Não me importa que no lugar do esperado sim, me chegue um não. Quer dizer, me importa, mas não me maltrata, pois sei que expectativa anda de mãos dadas: de um lado com a frustração, e do outro com o contentamento. Consciente disso, o tombo é leve e a superação é certa. Perde-se no máximo, o ânimo. Mas é momentâneo e antes do esperado, já limpamos os joelhos e ficamos de pé, enquanto ecoa aquela voz vinda lá da infância "pronto, pronto, foi só um pulo, já passou". E nasce outra esperança.
Expectativa nada mais é do que uma probabilidade. É o balé da vida. Quem pega o ritmo, ginga melhor.
Decepção é diferente. Você está desprevenida, não se fundou em viabilidades. Apenas acreditou, amou, acolheu, acatou, confiou, esperou, enfim, se iludiu.
Ilusão é um engano dos sentidos é um projeto quimérico, sempre solitário, mas que só ocorre porque sua existência se dá a partir de outras. São poucos palcos a serem divididos por muitos personagens. Cenas de menos, protagonistas de mais, ou vice-versa. Não importa. Acho tudo meio profético, após tantas que passei é mais fácil pensar dessa maneira.
Decepção tem a capacidade de transformar o solo firme sobre o qual eu piso, em um corpo fluídico, que se deforma e me deforma (ou seria o contrário?). A mesma voz carinhosa ecoa da infância com cheiro bom de fim de tarde na casa da minha avó "levanta! foi só um pulo... passou". Mas eu nunca levanto. E nunca passa. Mas, como nunca é um tempo longo demais... Levanto. Mas faltam pedaços. Acho até que nem são fundamentais porque sigo com todas as minhas funções vitais.
O olhar é outro. Nada do que sentia, é sentido como antes. Percebo tantas coisas que já estavam ali. Porque eu não via? Talvez me poupasse.

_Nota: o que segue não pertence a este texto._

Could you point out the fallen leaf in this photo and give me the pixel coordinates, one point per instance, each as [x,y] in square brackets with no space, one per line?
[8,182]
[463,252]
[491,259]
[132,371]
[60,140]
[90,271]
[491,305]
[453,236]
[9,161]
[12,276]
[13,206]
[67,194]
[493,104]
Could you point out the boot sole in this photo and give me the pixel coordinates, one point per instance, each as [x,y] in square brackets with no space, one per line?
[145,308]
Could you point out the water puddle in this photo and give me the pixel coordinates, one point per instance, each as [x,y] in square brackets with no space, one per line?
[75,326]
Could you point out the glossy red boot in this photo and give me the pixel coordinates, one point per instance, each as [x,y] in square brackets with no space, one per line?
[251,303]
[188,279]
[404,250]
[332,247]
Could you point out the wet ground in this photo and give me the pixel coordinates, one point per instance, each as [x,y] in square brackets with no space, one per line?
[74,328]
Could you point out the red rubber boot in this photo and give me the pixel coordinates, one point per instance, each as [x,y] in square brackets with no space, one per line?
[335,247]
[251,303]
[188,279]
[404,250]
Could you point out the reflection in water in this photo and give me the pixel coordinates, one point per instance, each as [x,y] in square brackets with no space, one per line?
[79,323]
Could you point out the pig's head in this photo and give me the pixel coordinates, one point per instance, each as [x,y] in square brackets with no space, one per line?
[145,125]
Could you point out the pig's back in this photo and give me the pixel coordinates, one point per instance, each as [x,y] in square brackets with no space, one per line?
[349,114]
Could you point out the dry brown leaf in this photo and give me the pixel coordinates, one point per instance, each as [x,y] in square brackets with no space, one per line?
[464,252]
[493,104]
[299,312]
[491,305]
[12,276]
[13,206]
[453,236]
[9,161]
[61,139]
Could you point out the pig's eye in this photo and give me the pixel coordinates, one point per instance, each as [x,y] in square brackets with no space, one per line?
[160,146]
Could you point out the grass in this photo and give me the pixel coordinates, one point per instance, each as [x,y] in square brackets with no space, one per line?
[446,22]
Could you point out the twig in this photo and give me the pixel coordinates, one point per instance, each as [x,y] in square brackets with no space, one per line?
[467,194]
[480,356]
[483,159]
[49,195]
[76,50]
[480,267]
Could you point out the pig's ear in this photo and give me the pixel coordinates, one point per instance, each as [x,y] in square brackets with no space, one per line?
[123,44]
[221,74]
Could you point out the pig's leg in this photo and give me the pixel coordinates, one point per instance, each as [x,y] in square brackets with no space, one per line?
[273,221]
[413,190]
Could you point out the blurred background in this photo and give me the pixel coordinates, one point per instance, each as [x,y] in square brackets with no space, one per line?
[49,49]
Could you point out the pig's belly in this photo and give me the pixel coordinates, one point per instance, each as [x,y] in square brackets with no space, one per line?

Decepção tem um aprendizado singular que descobri com propriedade - ela não te permite sentir-se vítima, simplesmente porque nunca há algozes. Quando não há injustiça não há impotência. Você não fica incapaz minuto nenhum. Tudo partiu de você e voltou para você. Você idealizou, você esperou, você sentiu, você, você, você! A responsabilidade da decepção é sua. E é a dor dessa consciência que te mata e te devolve à vida. Você se culpa e se perdoa. Você se abandona e se acolhe. E protagoniza sozinha essas cenas, e aquele palco antes repleto de personagens, por um tempo fica sendo seu. E você vai recriando cenários futuros (depois que entende que passado passou), vai imaginando diálogos, vai recolocando os personagens "em seus quadrados" como em um difícil dominó (onde não há xeque-mate), vai reeditando textos passados para melhor escrever os textos futuros. Reeditando a sua vida.
Como escreveu Fernando Pessoa “Sinto-me nascido a cada momento, para a eterna novidade do mundo.”